Ford Motor Co. is temporarily laying off 130 hourly workers and eliminating a shift at its politically important Ohio Truck Plant as demand lags for the F-650 and F-750 medium-duty trucks built there.
The layoffs will last more than four months, from May 8 until the end of September. The automaker said most of the layoffs will be voluntary. Effected employees, if they have at least one year seniority, will receive roughly 75 percent of their pay while on leave.

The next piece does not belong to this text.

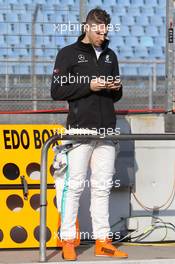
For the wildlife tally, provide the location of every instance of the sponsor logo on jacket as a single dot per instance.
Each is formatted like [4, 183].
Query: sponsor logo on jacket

Ford moved production of the trucks to Ohio from Mexico in August 2015 as a result of the 2011 labor contract with the UAW. The move made headlines last year during the presidential campaign as then-candidate Donald Trump berated Ford and other automakers for moving some vehicle production to Mexico.
Ford said F-650 and F-750 sales are slumping because the trucks, mostly used for construction or other work, are near the end of their product lifecycle.
“We expect demand to pick back up again in September,” Ford spokeswoman Kelli Felker said. “Some fleets are waiting to place their order until the new model year.”
Ford employs about 1,600 hourly workers at the plant, which has produced 4,856 F-650 and F-750 trucks so far this year, Felker said. It also makes E-series cutaway vans.
The layoffs come as automakers reported light-vehicle sales fell 4.7 percent last month, the fourth straight decline. Car deliveries fell 11 percent, while light-duty truck volume dipped 0.1 percent. It was the first time monthly light-truck deliveries dropped year over year since Sept. 2013.